On sortait à peine de la grève des carburants qu’on est retombé dans le rush aux pompes, les queues de voitures et un début de pénurie. Motif : le gouvernement réduit dès demain sa « prime » de 30 centimes à 10 centimes.

LE COMPORTEMENT des automobilistes suffit à décrire les contradictions dans lesquelles nous abordons la crise climatique : qui se sent vraiment concerné ? Chaque citoyen semble estimer qu’il doit défendre l’usage de sa voiture quoi qu’il en coûte tout en proclamant qu’il contribue jour et nuit à la lutte contre les effets des gaz de serre. Du coup, il n’y a pas, comme d’habitude, de coupable : l’automobile n’est plus un luxe depuis longtemps et le sort des ruraux en dépend ;  et quand on reproche au gouvernement la diminution de la prime, on reçoit un rappel à l’ordre : une mesure d’urgence n’est pas pérenne par définition et l’objectif prioritaire, c’est la réduction de la pollution.

Huit milliards de terriens.

Les Français ne sont pas les seuls à adopter un comportement illogique et paradoxal. Les Allemands ont renoncé un peu trop vite à l’électricité nucléaire pour rouvrir ensuite des mines de charbon et devenir accrocs au gaz russe. Erreur stratégique qu’ils n’ont pas fini de payer, et nous avec eux, car la pollution n’a pas de frontières et que leurs nuages toxiques peuvent survoler le territoire français. Mais le réchauffement climatique ne saurait être combattu par de feintes offensives. Il exige des huit milliards d’habitants de la planète une sincérité à toute épreuve, ce qui n’est pas le cas.

Des sacrifices.

En France, l’intervention du gouvernement a rendu l’essence relativement bon marché et a augmenté sensiblement les achats. Les automobilistes étaient au paradis ; il y a eu une courte période où ils faisaient objectivement des économies. Le retour à la réalité climatique est brutal, mais qui s’en étonnera ? Il est temps de comprendre que la lutte contre la pollution de la planète exige des sacrifices de l’humanité. C’est une course entre la consommation d’énergie et la mise sur le marché d’énergies renouvelables en quantité massive.

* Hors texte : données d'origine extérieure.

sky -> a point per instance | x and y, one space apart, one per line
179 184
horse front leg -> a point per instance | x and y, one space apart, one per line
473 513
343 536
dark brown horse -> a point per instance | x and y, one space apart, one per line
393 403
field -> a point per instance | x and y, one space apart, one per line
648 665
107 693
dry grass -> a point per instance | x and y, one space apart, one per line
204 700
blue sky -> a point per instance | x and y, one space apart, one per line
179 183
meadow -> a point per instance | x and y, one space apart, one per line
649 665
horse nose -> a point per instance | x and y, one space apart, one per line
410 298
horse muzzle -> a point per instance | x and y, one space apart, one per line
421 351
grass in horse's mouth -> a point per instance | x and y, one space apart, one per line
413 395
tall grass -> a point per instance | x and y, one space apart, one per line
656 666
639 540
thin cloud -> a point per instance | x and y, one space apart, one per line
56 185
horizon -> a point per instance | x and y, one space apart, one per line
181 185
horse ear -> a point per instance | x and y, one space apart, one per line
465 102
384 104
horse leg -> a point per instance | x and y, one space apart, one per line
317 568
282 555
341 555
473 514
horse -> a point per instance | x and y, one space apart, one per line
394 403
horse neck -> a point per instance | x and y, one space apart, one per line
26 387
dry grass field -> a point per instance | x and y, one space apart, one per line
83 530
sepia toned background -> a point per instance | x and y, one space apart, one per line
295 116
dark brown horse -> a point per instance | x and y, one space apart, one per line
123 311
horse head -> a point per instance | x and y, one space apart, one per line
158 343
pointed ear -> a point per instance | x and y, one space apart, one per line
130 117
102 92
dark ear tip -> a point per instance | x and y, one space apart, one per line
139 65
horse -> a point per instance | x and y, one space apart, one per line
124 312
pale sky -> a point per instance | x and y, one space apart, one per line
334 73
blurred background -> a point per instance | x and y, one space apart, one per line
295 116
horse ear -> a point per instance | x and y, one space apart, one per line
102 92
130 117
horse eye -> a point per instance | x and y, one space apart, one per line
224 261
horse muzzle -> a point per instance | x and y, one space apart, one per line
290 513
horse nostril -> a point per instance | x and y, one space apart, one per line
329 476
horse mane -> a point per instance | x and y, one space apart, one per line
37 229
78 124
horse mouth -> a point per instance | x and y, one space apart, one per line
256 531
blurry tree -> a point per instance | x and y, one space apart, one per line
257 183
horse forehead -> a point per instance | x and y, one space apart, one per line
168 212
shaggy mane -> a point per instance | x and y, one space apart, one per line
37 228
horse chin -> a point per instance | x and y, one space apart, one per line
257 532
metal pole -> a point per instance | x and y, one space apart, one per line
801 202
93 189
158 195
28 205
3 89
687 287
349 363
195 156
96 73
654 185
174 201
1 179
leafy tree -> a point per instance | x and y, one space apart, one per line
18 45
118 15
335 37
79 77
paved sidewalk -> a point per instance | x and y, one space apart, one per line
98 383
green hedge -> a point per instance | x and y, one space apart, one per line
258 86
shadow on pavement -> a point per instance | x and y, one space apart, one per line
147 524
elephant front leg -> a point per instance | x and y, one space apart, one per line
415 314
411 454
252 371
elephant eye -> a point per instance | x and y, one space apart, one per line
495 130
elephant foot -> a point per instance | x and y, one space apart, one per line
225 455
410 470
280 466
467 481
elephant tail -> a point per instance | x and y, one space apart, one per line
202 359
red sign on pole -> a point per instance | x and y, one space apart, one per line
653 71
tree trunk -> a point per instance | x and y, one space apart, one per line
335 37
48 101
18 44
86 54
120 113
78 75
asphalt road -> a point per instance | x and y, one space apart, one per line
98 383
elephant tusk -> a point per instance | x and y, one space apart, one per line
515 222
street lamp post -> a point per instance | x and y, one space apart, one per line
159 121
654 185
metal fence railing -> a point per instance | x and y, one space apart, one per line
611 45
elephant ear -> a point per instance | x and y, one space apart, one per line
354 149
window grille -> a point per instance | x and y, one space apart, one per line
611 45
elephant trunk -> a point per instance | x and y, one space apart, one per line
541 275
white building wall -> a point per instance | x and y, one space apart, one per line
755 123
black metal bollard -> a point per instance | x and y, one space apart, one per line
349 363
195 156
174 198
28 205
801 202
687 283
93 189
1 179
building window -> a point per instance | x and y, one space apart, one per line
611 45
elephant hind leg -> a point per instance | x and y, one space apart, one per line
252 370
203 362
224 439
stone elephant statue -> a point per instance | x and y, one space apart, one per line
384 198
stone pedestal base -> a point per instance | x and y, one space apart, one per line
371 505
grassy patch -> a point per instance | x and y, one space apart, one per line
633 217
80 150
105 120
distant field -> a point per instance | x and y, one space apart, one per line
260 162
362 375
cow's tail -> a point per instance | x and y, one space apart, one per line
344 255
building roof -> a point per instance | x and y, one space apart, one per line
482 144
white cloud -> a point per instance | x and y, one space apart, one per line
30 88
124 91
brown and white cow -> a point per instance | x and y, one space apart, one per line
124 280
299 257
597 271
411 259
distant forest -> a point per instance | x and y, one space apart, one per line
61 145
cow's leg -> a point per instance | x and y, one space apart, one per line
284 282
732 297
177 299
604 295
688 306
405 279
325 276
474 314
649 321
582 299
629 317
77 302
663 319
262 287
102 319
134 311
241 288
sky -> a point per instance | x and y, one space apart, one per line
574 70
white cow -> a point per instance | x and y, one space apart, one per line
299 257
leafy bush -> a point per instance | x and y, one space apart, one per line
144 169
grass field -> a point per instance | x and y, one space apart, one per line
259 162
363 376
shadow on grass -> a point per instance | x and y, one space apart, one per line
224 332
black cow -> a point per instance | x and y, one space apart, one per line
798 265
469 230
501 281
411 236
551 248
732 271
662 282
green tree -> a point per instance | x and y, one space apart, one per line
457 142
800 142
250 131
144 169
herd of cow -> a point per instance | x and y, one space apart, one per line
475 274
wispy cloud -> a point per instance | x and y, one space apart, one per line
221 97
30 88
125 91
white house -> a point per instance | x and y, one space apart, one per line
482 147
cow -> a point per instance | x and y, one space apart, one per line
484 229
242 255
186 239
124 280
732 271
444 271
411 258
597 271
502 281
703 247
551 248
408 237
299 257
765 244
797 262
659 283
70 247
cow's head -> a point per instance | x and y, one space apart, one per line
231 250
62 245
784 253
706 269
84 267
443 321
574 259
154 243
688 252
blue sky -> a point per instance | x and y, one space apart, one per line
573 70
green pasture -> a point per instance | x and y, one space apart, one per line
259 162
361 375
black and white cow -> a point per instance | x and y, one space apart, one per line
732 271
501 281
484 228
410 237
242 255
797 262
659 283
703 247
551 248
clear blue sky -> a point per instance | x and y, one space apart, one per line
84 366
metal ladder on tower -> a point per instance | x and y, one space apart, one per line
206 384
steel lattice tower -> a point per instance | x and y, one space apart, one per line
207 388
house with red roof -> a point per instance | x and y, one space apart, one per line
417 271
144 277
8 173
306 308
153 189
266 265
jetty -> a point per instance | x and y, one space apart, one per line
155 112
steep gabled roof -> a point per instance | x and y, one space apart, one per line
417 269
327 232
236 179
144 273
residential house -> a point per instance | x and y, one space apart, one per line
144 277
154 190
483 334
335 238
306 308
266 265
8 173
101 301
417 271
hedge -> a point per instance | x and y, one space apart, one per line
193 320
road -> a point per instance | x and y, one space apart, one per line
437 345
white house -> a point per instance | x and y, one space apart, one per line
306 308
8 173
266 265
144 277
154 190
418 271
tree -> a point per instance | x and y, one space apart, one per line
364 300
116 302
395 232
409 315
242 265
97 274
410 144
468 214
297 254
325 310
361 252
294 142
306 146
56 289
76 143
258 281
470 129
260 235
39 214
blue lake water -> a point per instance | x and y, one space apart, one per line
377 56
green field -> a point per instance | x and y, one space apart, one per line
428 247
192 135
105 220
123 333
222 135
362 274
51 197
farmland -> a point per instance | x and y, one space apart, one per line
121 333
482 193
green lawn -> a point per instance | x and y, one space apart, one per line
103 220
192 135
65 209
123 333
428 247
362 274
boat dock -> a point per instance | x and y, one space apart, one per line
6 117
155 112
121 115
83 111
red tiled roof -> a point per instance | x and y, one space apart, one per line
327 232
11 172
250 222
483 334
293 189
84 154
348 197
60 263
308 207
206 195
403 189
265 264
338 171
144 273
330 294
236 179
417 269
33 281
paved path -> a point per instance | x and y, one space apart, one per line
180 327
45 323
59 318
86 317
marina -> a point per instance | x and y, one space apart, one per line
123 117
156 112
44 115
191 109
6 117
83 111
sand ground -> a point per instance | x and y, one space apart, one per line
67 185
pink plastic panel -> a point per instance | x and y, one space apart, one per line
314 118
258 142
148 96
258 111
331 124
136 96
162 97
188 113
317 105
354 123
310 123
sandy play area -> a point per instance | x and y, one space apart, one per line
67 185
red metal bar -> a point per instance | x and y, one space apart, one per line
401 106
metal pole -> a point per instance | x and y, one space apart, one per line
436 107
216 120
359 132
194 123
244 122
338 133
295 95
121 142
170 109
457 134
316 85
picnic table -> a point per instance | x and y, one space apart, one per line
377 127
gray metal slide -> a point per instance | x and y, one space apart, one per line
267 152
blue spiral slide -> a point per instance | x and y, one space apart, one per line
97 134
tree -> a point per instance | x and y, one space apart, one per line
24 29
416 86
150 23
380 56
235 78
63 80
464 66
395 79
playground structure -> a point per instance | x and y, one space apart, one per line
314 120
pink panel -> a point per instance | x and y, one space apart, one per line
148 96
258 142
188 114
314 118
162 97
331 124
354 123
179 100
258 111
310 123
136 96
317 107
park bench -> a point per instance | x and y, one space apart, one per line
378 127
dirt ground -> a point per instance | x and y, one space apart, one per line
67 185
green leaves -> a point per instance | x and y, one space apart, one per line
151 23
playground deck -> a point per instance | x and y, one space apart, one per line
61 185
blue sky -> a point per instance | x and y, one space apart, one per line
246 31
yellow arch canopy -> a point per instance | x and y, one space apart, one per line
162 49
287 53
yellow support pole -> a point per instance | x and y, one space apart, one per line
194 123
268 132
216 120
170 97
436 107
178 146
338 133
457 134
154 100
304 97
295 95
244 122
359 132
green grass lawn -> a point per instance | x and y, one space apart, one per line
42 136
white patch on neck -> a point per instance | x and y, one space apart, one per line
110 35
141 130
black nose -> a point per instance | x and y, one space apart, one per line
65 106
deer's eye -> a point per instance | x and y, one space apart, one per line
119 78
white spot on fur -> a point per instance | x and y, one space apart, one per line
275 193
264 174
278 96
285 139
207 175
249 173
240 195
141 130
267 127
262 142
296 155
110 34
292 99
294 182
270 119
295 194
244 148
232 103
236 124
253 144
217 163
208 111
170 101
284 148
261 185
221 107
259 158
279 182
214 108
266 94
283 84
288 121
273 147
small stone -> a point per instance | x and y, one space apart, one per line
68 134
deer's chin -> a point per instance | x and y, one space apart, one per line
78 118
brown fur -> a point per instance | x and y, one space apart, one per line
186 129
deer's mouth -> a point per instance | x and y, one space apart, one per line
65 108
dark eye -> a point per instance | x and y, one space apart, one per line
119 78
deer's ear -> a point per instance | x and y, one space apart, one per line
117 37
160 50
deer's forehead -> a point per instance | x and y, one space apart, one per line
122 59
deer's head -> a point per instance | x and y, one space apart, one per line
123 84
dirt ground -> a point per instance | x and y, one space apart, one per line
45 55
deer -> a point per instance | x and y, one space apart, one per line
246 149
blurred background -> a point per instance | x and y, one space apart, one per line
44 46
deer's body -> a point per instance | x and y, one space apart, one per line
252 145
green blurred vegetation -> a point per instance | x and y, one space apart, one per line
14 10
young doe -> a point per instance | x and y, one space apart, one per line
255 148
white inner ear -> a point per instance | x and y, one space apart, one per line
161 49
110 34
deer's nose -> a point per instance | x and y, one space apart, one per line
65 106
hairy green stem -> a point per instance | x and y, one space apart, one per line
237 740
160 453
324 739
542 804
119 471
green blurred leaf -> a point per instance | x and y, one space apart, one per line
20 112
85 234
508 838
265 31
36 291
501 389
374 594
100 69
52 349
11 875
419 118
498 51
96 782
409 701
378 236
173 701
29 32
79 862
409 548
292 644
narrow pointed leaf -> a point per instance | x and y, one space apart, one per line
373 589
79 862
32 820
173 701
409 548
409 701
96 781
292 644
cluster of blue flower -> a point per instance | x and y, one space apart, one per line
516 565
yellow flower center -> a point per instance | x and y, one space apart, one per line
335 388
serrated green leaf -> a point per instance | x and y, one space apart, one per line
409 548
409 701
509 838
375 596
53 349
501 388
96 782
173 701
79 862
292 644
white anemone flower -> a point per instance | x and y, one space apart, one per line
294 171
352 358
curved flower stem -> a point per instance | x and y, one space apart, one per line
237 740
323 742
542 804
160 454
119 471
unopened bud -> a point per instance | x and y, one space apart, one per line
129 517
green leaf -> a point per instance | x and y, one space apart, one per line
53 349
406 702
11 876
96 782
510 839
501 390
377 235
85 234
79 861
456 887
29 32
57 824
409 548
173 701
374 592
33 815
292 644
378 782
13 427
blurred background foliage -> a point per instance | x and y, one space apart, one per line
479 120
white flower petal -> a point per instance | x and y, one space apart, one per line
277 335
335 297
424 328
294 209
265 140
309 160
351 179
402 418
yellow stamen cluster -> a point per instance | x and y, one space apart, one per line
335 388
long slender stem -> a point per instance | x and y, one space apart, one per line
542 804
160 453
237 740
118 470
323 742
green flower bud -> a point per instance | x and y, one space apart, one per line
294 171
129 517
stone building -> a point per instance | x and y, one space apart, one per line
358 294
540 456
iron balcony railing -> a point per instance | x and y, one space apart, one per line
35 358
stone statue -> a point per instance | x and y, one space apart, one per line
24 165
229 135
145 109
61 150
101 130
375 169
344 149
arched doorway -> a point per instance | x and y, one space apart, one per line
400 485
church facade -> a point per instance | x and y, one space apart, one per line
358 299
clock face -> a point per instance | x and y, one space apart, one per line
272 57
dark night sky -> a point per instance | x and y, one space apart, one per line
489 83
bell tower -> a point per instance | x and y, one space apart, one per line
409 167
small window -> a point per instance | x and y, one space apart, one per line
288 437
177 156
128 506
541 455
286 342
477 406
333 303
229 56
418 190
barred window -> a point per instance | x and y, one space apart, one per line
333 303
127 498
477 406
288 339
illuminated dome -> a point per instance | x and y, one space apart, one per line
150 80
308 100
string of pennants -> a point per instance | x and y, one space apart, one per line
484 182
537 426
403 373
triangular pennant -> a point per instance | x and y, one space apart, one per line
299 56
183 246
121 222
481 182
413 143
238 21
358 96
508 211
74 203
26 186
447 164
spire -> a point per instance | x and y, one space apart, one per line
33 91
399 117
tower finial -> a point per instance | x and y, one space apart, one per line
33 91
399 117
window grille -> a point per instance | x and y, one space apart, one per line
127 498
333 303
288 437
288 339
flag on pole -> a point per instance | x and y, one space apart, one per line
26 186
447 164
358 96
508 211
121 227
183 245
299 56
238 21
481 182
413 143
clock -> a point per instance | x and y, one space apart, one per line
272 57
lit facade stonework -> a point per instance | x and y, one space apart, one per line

Une accélération du réchauffement.

Un minimum  de clairvoyance nous conduit donc à penser que nous sommes aujourd’hui dans la phase la plus meurtrière de la guerre contre le réchauffement. C’est un créneau que nous n’avons pas le droit de manquer : si nous ne mettons pas le holà à notre gloutonnerie pour les énergies fossiles dès maintenant, la hausse de la température moyenne de la planète dépassera les prévisions les plus pessimistes. Nous observons en effet une accélération du réchauffement, une démographie qui fait que nous sommes huit milliards d’humains, avec des conséquences dont nous souffrons beaucoup. Pour le confort de la voiture, nous essuyons  incendies de forêts, inondations, fonte des glaciers et autres malédictions auxquelles nul ne peut être insensible.

Toujours plus d’enfants ?

Tant que le parc automobile mondial n’est pas totalement électrifié, nous devons utiliser nos véhicules particuliers avec la plus grande prudence. Les professionnels en télétravail rangent leur voiture au garage ; les promenades de week end doivent être bannies ; les sorties en ville doivent être plus rares ; le nombre d’enfants par foyer devrait être réduit, même si le dessein démographique de l’État reste une hausse du nombre de citoyens français. Nous commençons à peine à comprendre ce à quoi nous expose la crise climatique. Mais nous pressentons les sacrifices à faire et ceux que nous n’imaginons même pas pour le moment.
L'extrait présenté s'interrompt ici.